'What's got into me? We've fucked up this time, that's what. OK?'

'We haven't fucked up, Vic; we have a result.'

'A lousy one-point-two million quid? Half a year of our lives for that?'

 'Neither of us could have foreseen what was going to happen the crash.'

 'We should have played it differently. You could have got Michael out, gone through with the wedding, and then we'd have had half his money, and his partner's.'

 'And that would have taken months, Vic - maybe years. They still have some planning issues on their big development. As it is, we got a quick result. And if you hadn't gambled away half our goddamn money, we wouldn't have even needed to be here at all in the first place, OK?' Sheepishly, he looked at his watch. 'We have to get going if we're going to make the flight.'

 'I'm ready.'

 'You don't have any idea how fucking painful this stuff is for me, Alex, do you? What we do? My sitting on the sidelines, knowing this year you're screwing Michael and Mark, before that you were screwing that jerk Richard in Cheshire, not to mention Joe Kerwin and Julian Warner.'

 'I can't believe I'm hearing this, Vic. I did what I did because that was my part of our bargain, OK?'

'No, not OK.'

'You've always had your sweet revenge on them in the end - so what's your problem? And this way, I get to spare you and me from a honeymoon with Michael.' He looked at his watch again, anxiously.

'We'll talk in the car -I have one more thing to do before we leave.' He lugged her suitcases out into the hall, then went back into the sitting room and moved the sofa right across the room. Then he knelt down and peeled back a corner of the carpet.

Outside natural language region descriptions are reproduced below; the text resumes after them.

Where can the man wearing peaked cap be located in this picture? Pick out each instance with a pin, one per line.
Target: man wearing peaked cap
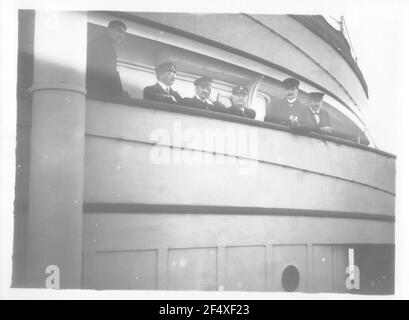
(319, 118)
(162, 91)
(102, 77)
(239, 103)
(289, 111)
(201, 100)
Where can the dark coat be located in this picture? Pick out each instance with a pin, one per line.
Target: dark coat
(199, 104)
(324, 120)
(247, 113)
(280, 111)
(157, 93)
(102, 76)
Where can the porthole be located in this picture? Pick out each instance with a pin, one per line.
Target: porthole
(290, 278)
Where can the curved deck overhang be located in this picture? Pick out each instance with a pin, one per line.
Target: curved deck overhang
(282, 174)
(278, 42)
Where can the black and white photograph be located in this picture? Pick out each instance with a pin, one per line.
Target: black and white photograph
(235, 150)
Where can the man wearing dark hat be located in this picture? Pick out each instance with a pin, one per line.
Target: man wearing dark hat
(288, 111)
(201, 100)
(162, 91)
(102, 76)
(238, 103)
(320, 120)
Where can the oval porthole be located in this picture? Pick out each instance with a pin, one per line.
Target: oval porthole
(290, 278)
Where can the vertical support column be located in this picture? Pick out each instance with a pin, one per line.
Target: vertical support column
(57, 149)
(221, 268)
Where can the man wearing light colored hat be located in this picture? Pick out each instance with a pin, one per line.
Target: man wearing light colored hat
(319, 118)
(162, 91)
(201, 100)
(102, 77)
(288, 111)
(239, 103)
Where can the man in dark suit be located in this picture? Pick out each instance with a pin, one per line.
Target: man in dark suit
(319, 119)
(102, 77)
(238, 103)
(288, 111)
(162, 91)
(201, 100)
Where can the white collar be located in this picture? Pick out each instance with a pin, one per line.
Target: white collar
(314, 112)
(164, 86)
(207, 100)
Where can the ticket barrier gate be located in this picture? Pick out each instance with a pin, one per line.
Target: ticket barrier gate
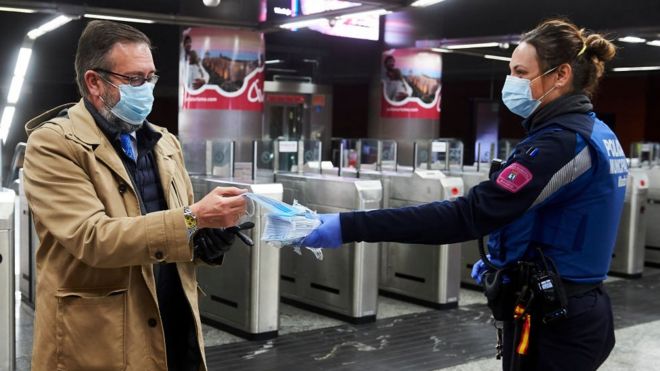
(424, 274)
(628, 256)
(653, 214)
(7, 281)
(242, 295)
(653, 217)
(28, 241)
(470, 249)
(344, 284)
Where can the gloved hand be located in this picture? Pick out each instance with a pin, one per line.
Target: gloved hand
(210, 244)
(327, 235)
(478, 270)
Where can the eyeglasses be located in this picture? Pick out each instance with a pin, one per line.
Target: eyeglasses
(135, 80)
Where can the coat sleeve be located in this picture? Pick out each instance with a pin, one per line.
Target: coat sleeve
(489, 205)
(70, 210)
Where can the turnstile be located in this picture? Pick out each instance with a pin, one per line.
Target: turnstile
(7, 281)
(628, 255)
(242, 295)
(652, 254)
(470, 249)
(27, 241)
(426, 274)
(345, 283)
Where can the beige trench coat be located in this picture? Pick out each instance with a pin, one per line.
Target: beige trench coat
(96, 306)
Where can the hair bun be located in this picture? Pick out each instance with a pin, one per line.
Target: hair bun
(599, 47)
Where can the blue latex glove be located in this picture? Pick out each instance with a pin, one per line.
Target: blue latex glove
(327, 235)
(478, 270)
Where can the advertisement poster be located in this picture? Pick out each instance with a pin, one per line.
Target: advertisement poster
(221, 69)
(411, 84)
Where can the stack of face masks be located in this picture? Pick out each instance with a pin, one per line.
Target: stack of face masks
(287, 225)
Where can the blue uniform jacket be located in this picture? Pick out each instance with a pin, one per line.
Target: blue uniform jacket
(561, 189)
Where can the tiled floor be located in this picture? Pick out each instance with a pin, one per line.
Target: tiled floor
(408, 336)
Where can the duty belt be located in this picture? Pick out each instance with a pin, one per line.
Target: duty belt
(577, 289)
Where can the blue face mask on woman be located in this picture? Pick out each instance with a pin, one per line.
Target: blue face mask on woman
(134, 103)
(517, 95)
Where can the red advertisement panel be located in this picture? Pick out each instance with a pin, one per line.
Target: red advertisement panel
(221, 69)
(411, 84)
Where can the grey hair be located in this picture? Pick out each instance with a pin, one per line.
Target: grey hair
(95, 43)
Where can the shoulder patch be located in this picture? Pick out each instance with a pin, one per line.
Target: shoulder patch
(514, 177)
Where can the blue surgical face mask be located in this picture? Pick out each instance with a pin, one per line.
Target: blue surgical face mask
(134, 103)
(517, 95)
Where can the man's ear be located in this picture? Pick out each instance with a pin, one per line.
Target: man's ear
(93, 82)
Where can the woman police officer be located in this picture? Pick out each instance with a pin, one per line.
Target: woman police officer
(560, 192)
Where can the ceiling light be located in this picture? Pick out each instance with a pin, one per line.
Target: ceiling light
(49, 26)
(497, 57)
(375, 13)
(5, 121)
(16, 10)
(628, 69)
(475, 45)
(15, 89)
(632, 39)
(22, 61)
(423, 3)
(120, 19)
(303, 24)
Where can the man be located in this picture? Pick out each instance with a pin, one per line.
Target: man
(113, 208)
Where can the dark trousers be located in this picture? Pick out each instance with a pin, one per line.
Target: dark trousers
(580, 342)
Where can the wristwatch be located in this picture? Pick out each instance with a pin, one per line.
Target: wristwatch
(191, 221)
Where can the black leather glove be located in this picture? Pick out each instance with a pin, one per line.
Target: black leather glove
(210, 244)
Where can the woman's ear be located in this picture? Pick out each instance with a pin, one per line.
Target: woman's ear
(564, 75)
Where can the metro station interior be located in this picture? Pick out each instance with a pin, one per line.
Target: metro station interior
(294, 104)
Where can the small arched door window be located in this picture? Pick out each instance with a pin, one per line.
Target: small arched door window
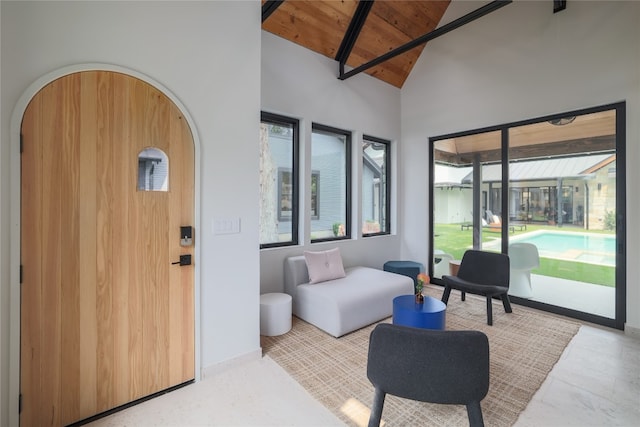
(153, 170)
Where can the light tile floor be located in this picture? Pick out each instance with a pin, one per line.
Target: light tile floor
(596, 382)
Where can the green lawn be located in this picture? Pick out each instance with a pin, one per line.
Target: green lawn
(450, 239)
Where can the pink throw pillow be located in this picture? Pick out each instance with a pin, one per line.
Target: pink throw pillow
(324, 265)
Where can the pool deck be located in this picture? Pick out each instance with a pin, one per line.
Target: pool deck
(586, 297)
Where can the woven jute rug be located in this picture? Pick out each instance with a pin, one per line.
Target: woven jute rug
(524, 347)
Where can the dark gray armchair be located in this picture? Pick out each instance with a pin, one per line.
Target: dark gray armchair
(447, 367)
(481, 273)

 'Vic,' she said. He looked up. 'What?' 'Can't we just leave him?'

 'Leave him?'

 'He's not going anywhere, is he? He's not going to get out - he can't even speak, you said.'

'I'm going to finish him off, put him out of his misery.'

 'Why not just leave him? No one's ever going to find him.'

'Take me ten seconds to crush his neck.'

'But why?' He glared at her. 'You are sweet on him, bitch, aren't you?'

Blushing she said, 'I am absolutely not sweet on him.'

 'You were never worried about me getting rid of any of the others. What's so special about Mikey boy?'

 'Nothing's special about him.' He let the carpet fall back in place, stood up, and rolled the sofa back to where it had been. Then he repositioned the coffee table. 'You've got a point, Alex, about him not getting out. Why show any mercy on the little bastard by putting him out of his misery? We'll just let him starve to death all on his own in the darkness. Happy with that?'

She nodded. 'Have you checked today's papers?'

'No, I've been cleaning the place out. Got all yesterday's - nothing to worry about. We'll check today's at the airport.' He grinned. 'Then after that, no worries, right?' Five minutes later the Mercedes was packed with Ashley's four suitcases and Vic's large holdall. He locked the front door and pocketed the keys. 'Do you think we should drop them back in to the agency?'

'We have five more months to run on the lease, woman! You want people going in there and sniffing around? Because I tell you one thing, it ain't going to smell too good in there in a week or two.'

She said nothing as she clipped on her seatbelt, watching the house out of the window for the last time. It was a strange house, perfect for their purposes because of its isolation - the nearest neighbour was a quarter of a mile away - and in fact doubly perfect in the light of events last Tuesday night. You could never in a million years call it a pretty or stylish house. Built on scrubby wasteland - which hadn't changed - in the 1930s, it looked like one truncated half of a pair of semi-detached houses, as if the other side of it had never been built. Originally there had been an integral garage, but some years back that had been converted into what was now the sitting room. He started the car. In an hour they would be at Gatwick Airport. Tomorrow, or later today - she always had a problem with the time zones - they would be back in Australia. Home. Specks of drizzle pattered onto the windscreen. Regardless, she slipped on her new Gucci sunglasses. Vic had cropped her hair - no time to go to a salon - then she had put on this morning a short, dark wig. If there was any search at all at the airport, they would be watching for Ashley Harper. There was just the smallest possibility they might be looking for Alexandra Huron. But as she looked at the passport in her handbag, which still had two years to run, she smiled. Certainly no one would be looking for Anne Hampson.

Vic put the gear lever into drive, then fumbled around. 'Where's the fucking brake?'

 'It's a handle; you pull it.'

 'Why the fuck do they have a handle? Why didn't you rent a normal car?'

'How much more normal than a Mercedes can you get?' 'One with a proper parking brake!' 'For Christ's sake!' He slid down his window and shouted out, 'Bye, fuckwit. Have a nice rest of your life!'

'Vic?'

'Yeah?'

He accelerated away fiercely down the potholed road, which the council seemed to have forgotten. 'What's the matter, missing your lover boy's dick already?'

'You know something? It's bigger than yours!' He lunged out at her, slapping her face, the car swerving onto the overgrown grass verge, then back onto the road, lurching through a pothole.